Si, un gouvernement minoritaire est de nature à replacer la Chambre des Représentants au centre de la vie démocratique belge, il témoigne néanmoins de l’essoufflement du système.

Soyons lucides. Persister dans cette voie conduirait inévitablement à rajouter à ces crises une crise démocratique caractérisée par la montée de l’extrémisme, lequel ira en s’amplifiant si nous ne remédions pas à la crise institutionnelle permanente que connait la Belgique.

Face à ce constat, il importe de repenser le système institutionnel afin que celui-ci soit réajusté à la vie démocratique belge.

Il ne sert strictement à rien de rester attachés à une forme étatique (ou, en d’autres mots, à un type d’organisation), si celle-ci ne permet plus le vivre ensemble.

Il faut donc oser remettre l’institutionnel sur la table.

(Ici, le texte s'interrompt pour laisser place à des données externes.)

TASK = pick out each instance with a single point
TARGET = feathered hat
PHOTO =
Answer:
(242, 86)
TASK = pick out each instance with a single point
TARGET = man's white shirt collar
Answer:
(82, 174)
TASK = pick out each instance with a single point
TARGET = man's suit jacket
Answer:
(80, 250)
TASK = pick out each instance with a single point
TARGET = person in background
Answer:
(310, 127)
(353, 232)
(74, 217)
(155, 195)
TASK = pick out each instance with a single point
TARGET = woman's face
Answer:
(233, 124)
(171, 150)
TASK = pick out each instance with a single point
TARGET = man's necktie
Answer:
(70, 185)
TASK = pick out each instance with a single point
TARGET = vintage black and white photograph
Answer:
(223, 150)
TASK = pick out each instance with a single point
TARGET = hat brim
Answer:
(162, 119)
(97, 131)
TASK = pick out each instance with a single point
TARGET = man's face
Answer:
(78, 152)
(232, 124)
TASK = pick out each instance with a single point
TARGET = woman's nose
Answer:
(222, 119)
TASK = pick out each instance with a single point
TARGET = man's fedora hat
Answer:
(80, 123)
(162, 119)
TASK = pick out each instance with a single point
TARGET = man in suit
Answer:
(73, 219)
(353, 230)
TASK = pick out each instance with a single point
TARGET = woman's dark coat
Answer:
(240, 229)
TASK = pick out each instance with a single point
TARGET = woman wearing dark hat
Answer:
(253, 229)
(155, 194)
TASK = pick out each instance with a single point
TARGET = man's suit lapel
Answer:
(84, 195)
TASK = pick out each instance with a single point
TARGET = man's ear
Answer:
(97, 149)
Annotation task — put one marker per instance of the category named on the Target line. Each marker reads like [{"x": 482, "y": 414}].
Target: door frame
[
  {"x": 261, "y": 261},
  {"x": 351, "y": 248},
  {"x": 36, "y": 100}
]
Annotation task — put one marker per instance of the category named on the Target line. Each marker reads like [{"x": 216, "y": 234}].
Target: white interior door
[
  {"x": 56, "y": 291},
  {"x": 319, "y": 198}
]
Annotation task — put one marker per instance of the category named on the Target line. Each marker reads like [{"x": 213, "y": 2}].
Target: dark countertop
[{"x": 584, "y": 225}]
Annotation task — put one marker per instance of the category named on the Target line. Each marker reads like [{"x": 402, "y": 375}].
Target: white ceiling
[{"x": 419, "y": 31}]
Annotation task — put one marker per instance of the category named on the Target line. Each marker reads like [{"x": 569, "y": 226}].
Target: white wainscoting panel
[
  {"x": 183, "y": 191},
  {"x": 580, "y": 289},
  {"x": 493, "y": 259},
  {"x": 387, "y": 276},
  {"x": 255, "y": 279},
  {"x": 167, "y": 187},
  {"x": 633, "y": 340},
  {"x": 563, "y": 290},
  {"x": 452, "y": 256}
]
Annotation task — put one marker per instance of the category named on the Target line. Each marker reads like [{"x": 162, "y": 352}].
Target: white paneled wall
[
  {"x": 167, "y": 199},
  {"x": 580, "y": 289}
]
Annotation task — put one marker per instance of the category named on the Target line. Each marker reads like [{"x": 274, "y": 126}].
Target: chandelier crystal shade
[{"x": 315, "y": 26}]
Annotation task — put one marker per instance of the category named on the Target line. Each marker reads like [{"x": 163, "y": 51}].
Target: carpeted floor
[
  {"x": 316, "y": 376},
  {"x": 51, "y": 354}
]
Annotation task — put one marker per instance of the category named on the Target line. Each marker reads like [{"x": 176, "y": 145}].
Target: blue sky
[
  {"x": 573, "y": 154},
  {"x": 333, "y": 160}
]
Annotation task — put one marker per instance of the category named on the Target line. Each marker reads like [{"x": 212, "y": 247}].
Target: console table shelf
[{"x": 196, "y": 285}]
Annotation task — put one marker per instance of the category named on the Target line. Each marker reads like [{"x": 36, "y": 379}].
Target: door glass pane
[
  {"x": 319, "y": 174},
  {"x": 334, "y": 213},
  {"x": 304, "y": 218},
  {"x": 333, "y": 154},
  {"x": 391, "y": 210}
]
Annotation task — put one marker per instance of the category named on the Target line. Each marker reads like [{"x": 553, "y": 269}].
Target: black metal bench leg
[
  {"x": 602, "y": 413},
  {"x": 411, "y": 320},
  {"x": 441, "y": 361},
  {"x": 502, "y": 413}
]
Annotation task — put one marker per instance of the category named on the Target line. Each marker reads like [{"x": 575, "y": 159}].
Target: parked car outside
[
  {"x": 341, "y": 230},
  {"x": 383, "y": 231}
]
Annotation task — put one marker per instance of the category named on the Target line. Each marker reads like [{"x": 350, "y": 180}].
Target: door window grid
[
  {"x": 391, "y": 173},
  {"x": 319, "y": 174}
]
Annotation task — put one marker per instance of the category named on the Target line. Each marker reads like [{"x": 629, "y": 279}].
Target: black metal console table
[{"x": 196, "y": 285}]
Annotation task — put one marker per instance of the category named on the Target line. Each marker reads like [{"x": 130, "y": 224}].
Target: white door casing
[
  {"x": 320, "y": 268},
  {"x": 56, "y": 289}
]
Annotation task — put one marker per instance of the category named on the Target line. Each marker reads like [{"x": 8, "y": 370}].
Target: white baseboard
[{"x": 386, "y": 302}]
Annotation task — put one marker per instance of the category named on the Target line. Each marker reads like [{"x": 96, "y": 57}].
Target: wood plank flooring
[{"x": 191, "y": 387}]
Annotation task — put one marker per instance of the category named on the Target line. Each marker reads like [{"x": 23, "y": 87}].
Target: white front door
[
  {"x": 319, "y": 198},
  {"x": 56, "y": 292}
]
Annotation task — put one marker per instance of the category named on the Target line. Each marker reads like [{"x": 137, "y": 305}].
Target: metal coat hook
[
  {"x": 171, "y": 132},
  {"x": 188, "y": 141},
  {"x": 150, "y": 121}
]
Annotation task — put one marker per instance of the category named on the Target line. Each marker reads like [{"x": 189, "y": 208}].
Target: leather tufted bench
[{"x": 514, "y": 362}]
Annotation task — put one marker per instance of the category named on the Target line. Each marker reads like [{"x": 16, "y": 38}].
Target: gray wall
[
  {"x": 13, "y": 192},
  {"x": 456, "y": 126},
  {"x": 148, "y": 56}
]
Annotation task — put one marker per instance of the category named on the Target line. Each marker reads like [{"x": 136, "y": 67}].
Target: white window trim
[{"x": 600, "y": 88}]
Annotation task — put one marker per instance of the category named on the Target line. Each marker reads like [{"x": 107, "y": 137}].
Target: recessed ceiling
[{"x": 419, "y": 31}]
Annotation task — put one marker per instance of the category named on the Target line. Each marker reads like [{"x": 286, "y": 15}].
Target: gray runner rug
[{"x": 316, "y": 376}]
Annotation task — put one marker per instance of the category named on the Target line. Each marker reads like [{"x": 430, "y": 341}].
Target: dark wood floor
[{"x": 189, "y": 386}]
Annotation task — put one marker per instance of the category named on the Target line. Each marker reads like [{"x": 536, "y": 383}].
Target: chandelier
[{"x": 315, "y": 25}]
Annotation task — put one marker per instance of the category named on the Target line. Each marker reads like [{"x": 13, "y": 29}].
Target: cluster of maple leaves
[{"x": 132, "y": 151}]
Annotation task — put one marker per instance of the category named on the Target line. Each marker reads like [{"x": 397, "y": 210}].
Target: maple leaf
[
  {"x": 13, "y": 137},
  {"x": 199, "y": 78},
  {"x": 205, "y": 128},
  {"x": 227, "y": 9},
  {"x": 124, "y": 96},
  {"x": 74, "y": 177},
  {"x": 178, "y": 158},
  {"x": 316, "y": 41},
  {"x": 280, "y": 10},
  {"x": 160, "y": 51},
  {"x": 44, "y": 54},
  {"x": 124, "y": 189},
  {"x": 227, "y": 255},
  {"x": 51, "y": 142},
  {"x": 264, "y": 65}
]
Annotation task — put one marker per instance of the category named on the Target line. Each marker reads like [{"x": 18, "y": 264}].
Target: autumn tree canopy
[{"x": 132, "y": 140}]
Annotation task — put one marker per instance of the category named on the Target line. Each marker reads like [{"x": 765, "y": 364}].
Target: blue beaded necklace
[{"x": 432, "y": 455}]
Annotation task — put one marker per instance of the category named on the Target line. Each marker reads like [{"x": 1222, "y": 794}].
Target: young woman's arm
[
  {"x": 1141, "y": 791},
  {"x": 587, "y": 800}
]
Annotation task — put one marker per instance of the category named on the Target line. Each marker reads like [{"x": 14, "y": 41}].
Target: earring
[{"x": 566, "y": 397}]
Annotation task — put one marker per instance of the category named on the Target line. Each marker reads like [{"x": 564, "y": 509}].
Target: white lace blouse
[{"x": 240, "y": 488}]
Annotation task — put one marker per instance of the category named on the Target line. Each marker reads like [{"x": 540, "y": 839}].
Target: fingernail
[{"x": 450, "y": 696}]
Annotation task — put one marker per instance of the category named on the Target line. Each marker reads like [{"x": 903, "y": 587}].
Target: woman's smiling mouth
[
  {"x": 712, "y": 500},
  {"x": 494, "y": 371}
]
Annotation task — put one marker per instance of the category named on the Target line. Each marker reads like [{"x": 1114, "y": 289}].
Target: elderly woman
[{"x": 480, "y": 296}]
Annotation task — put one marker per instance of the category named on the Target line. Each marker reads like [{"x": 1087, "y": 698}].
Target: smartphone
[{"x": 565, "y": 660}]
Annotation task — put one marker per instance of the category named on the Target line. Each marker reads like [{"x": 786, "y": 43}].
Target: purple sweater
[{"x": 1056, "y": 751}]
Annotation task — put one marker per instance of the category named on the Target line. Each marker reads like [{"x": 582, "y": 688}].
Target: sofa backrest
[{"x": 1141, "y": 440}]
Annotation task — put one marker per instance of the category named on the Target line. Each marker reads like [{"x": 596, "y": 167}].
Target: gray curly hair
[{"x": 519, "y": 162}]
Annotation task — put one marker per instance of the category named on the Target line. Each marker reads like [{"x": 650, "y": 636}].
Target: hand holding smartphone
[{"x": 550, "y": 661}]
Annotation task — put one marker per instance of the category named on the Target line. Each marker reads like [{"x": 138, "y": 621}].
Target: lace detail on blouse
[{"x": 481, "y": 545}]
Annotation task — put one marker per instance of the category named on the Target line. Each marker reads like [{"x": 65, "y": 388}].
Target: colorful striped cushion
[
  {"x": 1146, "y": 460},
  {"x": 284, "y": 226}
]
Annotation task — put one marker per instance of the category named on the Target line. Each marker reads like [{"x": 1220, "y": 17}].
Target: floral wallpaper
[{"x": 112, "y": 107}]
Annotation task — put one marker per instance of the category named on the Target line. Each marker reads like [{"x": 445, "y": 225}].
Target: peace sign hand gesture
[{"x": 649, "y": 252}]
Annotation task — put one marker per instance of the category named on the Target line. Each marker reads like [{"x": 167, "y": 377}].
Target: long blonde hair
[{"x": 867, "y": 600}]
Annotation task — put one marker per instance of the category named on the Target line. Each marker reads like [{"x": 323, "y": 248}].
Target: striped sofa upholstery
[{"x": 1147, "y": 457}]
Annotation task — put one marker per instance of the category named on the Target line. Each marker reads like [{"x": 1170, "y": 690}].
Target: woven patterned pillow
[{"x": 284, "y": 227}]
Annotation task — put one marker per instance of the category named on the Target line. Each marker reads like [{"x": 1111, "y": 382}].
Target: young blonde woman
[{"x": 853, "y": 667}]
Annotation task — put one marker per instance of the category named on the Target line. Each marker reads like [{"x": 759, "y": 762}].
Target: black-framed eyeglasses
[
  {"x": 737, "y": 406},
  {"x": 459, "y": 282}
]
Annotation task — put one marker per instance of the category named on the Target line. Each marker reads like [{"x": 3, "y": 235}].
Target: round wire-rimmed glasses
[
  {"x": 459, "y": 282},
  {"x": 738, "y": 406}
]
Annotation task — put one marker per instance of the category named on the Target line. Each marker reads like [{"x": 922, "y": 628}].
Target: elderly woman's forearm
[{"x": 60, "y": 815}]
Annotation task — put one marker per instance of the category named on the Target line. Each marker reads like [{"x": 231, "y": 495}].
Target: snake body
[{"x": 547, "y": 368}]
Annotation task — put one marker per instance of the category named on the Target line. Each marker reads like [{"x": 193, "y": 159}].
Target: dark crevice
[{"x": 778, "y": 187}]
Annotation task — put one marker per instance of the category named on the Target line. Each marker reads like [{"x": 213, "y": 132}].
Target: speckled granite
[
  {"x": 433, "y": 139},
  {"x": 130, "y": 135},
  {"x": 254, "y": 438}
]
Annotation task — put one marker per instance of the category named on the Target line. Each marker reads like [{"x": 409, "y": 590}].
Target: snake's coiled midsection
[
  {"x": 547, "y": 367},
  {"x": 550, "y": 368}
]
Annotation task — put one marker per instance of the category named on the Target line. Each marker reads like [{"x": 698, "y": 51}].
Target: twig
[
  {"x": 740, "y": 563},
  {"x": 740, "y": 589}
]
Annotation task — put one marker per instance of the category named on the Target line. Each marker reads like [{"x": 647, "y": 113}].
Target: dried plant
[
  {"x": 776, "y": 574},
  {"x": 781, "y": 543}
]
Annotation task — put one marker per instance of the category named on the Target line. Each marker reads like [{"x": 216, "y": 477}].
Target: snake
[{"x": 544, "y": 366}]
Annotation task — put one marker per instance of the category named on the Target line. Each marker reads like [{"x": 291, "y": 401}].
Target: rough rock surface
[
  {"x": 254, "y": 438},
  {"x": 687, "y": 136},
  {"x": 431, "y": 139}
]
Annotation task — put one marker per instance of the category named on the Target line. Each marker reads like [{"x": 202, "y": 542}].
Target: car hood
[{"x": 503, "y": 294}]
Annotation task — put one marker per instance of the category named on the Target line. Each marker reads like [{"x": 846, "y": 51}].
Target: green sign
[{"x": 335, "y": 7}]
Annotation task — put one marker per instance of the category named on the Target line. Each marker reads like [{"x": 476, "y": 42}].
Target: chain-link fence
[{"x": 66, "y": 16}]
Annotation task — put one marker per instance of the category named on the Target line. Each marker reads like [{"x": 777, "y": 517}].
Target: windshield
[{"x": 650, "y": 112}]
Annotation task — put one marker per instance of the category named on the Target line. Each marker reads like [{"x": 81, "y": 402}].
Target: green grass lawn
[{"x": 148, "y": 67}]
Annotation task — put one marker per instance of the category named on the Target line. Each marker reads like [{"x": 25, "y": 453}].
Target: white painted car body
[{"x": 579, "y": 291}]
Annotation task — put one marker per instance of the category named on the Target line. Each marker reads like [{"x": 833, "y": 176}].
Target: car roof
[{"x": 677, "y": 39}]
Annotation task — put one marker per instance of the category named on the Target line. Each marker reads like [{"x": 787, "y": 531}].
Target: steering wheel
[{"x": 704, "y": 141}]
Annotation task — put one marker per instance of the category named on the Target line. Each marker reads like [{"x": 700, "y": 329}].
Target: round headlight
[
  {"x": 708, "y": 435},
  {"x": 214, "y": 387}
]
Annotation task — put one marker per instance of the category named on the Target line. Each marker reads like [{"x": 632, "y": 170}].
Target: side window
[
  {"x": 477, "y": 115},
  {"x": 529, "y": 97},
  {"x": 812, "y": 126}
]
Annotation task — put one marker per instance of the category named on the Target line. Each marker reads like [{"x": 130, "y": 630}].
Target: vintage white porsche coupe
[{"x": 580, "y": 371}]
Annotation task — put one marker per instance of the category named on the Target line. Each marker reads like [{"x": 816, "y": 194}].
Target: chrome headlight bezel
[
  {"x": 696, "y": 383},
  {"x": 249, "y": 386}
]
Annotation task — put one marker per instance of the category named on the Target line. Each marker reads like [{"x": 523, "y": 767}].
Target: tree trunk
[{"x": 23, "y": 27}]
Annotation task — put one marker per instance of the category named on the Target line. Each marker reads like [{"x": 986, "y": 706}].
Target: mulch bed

Le dernier sondage montrant une NVA et un VLAAMS BELANG caracoler au sommet des intentions de vote en Flandre devrait conduire les partis francophones à agir.

L’article 33 de la Constitution dispose que « Tous les pouvoirs émanent de la Nation » et qu' »Ils sont exercés de la manière établie par la Constitution« .

Le système institutionnel belge, consacré par la Constitution et les lois spéciales qui en découlent, ne permet plus à la Nation (si tant est qu’elle existe ou a existé) de gérer de façon normalement prudente et diligente son existence et son devenir.

Face à cette situation, il convient d’avoir le courage de reconvoquer les électeurs et de leur exposer correctement la situation afin que ceux-ci se prononcent sur l’avenir institutionnel du pays et, le cas échéant, sur l’existence de la Belgique elle-même.

D’aucuns pourraient estimer que de nouvelles élections n’auront pas pour effet de conduire, par elles-mêmes, à une sortie de crise.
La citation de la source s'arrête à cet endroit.